Yo estoy extrayendo todo de un libro de hace 40 aÑos

tengo una:
- como se diferencia la impresion de un papel fotografico aprovechando el efecto corona debido al intenso campo electrico de la impresion debida a entes imaginarios como el bioplasma?

*nunca dije que el bioplasma existiera, pero segun archivos, estas "emisiones" se pueden controlar voluntariamente, lo que lleva  a pensar como funciona la naturaleza*


----------



## anajesusa (Ene 16, 2011)

Yo he armado una de estos visores Kirlean con dos portaobjetos , un alambre y agua con sal, es la prueba numero de 5 de estas 10, http://anajesusa.wordpress.com/2008...on-bobina-de-tesla-y-fuentes-de-alta-tension/  el efecto no es mas que efecto corona, depende de la humedad y las puntas que tenga 
Saludos


----------



## Æneas (Ene 16, 2011)

Es la primera vez que veo que alguien se registra en un foro de electrónica para hacer spam místico.. espero que no sea una nueva tendencia.


----------



## Black Tiger1954 (Ene 16, 2011)

Cuando vi el título del tema, estaba seguro que al entrar iba a encontrar a un amigo 
Los efectos físicos creo que son innegables, las interpretaciones no.
Lo que sí me intriga es que según las fantasías populares, una fotografía Kirlian puede "reconstruir" algo que no estaba, y como sé que mi amigo tiene la premisa de probar todo  .......
Hiciste la prueba de poner una hoja, obtener la imagen, luego cortar una parte y volver a hacer la imagen?


----------



## Eduardo (Ene 16, 2011)

Black Tiger1954 dijo:


> ...Lo que sí me intriga es que según las fantasías populares, una fotografía Kirlian puede "reconstruir" algo que no estaba, y como sé que mi amigo tiene la premisa de probar todo  .......
> Hiciste la prueba de poner una hoja, obtener la imagen, luego cortar una parte y volver a hacer la imagen?
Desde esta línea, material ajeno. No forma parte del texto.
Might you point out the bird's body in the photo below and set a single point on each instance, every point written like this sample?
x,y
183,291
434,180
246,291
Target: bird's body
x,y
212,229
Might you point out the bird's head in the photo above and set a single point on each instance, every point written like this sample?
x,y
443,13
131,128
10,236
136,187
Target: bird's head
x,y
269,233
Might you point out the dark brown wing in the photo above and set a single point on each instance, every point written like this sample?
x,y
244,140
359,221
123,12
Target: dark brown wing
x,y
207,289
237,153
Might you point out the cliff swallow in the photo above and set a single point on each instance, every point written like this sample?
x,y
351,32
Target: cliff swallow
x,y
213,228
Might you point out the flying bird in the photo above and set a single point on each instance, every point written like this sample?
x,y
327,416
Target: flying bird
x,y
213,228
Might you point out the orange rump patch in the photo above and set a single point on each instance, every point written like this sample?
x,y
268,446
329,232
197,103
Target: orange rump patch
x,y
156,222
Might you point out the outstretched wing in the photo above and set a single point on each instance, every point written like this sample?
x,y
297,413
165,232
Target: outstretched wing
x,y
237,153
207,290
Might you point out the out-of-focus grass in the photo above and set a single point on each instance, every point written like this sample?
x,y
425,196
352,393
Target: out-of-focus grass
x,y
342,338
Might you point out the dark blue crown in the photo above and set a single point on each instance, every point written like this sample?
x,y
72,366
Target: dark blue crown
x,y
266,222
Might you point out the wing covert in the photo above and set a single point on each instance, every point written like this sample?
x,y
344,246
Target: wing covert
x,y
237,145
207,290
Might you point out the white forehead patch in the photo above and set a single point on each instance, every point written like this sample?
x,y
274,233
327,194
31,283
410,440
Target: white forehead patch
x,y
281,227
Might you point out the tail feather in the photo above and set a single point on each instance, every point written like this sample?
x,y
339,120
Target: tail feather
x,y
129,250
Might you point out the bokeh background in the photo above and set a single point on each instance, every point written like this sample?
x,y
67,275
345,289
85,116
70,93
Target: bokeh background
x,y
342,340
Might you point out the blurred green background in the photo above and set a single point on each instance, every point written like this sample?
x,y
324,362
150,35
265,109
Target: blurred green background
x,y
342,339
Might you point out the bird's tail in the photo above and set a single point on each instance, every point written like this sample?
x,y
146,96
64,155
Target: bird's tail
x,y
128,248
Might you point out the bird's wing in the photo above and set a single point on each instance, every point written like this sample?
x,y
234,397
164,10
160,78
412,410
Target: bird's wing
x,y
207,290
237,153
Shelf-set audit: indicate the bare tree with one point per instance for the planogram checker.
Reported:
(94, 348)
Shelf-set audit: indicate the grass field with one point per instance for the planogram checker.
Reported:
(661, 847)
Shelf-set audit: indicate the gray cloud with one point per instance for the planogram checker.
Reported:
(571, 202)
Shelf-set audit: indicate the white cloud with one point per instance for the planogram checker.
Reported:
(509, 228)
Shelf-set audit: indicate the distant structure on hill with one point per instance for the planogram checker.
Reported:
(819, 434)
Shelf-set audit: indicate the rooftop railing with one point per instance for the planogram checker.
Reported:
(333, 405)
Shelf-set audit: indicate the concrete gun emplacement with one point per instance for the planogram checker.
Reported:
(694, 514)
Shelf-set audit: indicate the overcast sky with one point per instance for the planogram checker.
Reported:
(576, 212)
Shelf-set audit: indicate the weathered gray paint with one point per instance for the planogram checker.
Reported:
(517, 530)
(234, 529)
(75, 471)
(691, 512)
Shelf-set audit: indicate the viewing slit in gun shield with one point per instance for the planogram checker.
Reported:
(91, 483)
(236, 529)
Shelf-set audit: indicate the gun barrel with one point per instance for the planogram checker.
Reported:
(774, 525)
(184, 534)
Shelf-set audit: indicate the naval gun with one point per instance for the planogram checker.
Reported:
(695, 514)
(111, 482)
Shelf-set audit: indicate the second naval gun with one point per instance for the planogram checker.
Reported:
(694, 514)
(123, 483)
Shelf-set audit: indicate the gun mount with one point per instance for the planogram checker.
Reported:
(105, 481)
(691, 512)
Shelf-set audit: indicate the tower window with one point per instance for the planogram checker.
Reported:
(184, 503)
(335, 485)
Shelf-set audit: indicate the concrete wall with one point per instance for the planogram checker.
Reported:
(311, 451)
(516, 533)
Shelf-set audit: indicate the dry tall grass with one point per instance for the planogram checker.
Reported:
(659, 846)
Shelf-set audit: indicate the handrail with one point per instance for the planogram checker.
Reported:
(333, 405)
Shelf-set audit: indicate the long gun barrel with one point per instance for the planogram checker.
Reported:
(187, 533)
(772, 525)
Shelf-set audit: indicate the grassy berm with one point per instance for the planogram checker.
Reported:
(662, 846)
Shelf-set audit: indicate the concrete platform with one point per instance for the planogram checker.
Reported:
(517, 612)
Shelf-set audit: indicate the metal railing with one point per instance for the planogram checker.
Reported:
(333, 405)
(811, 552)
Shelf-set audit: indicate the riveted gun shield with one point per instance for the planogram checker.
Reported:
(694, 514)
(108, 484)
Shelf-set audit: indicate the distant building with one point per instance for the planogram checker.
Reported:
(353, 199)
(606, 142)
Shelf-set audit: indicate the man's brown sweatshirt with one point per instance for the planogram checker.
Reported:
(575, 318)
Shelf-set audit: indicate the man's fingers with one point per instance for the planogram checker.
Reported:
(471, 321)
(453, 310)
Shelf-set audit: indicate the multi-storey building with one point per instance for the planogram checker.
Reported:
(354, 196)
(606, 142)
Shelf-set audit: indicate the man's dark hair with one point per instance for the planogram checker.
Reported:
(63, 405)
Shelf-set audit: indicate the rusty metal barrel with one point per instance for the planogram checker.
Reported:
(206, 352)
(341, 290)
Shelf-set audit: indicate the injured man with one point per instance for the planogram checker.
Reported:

Si ese "algo" contenia algo de humedad o grasitud despues de la primer foto va a dejar "marcada" la zona donde apoyó.

A que ningun "investigador" hace la prueba colocando la hoja en otra posicion?


----------



## Black Tiger1954 (Ene 16, 2011)

El anajesusa no tengas dudas que lo hará, de eso no tengo dudas, puede experimentar cualquier cosa, pero, tiene la formación de un bioquímico, es un profesional


----------



## Eduardo (Ene 16, 2011)

Seguro. No me estaba refiriendo a él, sino a los truchos.


----------



## asherar (Ene 17, 2011)

Æneas dijo:


> Es la primera vez que veo que alguien se registra en un foro de electrónica para hacer spam místico.. espero que no sea una nueva tendencia.
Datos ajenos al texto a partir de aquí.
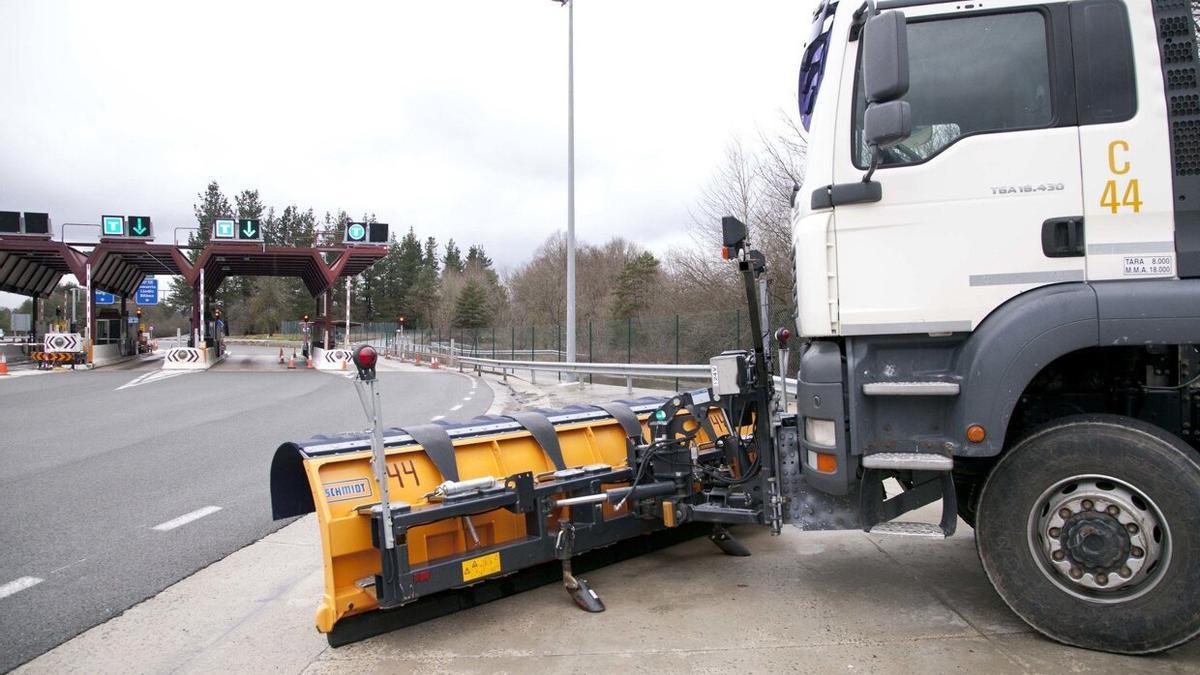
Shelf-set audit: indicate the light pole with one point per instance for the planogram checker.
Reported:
(570, 179)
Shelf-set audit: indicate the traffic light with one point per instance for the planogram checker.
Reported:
(249, 230)
(225, 228)
(139, 227)
(366, 233)
(112, 226)
(37, 223)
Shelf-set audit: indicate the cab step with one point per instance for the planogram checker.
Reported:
(915, 461)
(933, 388)
(909, 530)
(930, 479)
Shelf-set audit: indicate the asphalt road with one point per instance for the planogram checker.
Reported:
(119, 482)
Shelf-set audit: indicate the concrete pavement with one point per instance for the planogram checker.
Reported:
(118, 483)
(803, 602)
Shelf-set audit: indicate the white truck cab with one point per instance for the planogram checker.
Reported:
(997, 266)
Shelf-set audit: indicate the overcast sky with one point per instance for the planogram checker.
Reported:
(449, 117)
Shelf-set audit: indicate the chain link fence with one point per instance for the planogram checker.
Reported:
(670, 339)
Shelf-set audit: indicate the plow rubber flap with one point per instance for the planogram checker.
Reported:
(333, 477)
(360, 627)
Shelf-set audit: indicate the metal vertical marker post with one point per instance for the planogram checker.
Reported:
(370, 398)
(570, 183)
(201, 342)
(88, 302)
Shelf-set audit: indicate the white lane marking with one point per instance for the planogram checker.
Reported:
(18, 585)
(154, 376)
(185, 519)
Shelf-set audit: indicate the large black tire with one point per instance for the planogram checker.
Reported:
(1158, 607)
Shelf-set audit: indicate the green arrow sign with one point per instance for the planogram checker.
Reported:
(223, 228)
(113, 226)
(139, 226)
(249, 228)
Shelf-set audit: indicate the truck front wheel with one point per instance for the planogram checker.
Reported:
(1089, 531)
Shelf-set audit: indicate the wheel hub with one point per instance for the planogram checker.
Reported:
(1096, 542)
(1098, 538)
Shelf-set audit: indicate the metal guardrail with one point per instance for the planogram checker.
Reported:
(628, 370)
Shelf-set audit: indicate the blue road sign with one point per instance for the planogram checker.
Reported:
(148, 293)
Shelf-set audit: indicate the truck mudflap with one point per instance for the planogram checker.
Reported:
(471, 502)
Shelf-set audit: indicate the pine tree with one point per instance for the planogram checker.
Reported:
(431, 255)
(453, 260)
(471, 309)
(213, 204)
(634, 286)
Más parece un punto de "venta" de información para construir cámaras Kirlian. 
La electrónica es el "gancho" y la mística aporta el marketting, o también al revés.


----------



## fernandob (Ene 17, 2011)

Eduardo dijo:


> simplemente tiene que apoyar su miembro preferido sobre un papel fotografico


 
me lei todo el tema y me quedo una duda grandecita:

para que quiere alguien hacer eso ? ande o no ande.
no vamos a ir a la luna o a marte a buscr vida, y aca en la tierra hay vida en todas partes.
y si tengo dudas acerca de si un "miembro" de mi familia o de mi cuerpo "se murio" .......pues que no me voy a poner a hacer eso y menos a castigarlo con AT .
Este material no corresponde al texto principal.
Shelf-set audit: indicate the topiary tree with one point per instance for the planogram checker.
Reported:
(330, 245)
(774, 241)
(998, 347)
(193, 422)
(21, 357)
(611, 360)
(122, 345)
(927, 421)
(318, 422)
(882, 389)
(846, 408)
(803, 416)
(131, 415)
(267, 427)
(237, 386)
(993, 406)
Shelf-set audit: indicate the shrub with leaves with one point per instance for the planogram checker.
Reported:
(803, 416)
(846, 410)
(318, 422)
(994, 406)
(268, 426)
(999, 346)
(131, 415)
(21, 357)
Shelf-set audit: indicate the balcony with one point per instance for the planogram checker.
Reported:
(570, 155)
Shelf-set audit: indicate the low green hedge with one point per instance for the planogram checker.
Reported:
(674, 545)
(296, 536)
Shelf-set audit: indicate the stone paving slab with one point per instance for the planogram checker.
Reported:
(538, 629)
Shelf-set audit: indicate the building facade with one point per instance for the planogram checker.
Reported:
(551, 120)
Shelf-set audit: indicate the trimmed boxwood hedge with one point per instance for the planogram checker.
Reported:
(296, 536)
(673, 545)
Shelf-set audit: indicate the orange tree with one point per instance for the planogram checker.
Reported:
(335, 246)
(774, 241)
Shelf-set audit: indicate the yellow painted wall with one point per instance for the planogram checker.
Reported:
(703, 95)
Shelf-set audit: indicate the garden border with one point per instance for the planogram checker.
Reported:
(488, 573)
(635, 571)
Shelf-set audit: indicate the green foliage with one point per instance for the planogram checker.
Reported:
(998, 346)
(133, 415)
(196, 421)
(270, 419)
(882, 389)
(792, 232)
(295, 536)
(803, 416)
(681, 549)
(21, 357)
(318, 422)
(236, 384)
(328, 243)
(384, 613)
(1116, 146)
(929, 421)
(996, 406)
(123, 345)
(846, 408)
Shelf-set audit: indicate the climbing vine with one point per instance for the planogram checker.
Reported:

la verdad que no comprendo.
vida microscopica hay en doquier, asique generaria aura siempre .
identificar lso microorganismos es otra cosa, es cosa de biologia o microbiologia.

saber si el abuelo esta dormido o lse murio  ??? 
fijate que olor tiene .


la verdad que me parece mas al pedo que cenicero en moto.



lejandro: vender informacion ??
la $$ no se hace con el o lso aparatos, se hace con "el service".
si sos lo suficientemente caradura te pones un turbante , armas una mesa con bola de cristal, unos piolines que muevan algo. algun audio preparadito y corrres en el barrio la voz que sos medium .
se supone que caen los giles, asi que , estes donde estes te vas a llenar de plata.


----------



## DOSMETROS (Ene 17, 2011)

Experimenté con una Kirlian hace años , la fuente de alta era un CDI , de manera que la tensión fuera alterna y de alta frecuencia.

Por debajo de ciertos valores de tensión la foto es muy pobre , por encima de los 25 o 30 KV la foto sale mal también . Lo ideal son unos 22 o 24 KV .

También influye mucho la superficie total , una yema de dedo sale re bonita , una palma de mano completa necesita una fuente muuuuucho más potente . . .  y ya hay riesgos.

Nunca me salieron ni la mitad de la hoja faltante ni el espíritu de la hormiga muerta 

Mi mujer era fotógrafa así que estaba todo el equipo para revelar color C3 hasta 250 x 300 mm.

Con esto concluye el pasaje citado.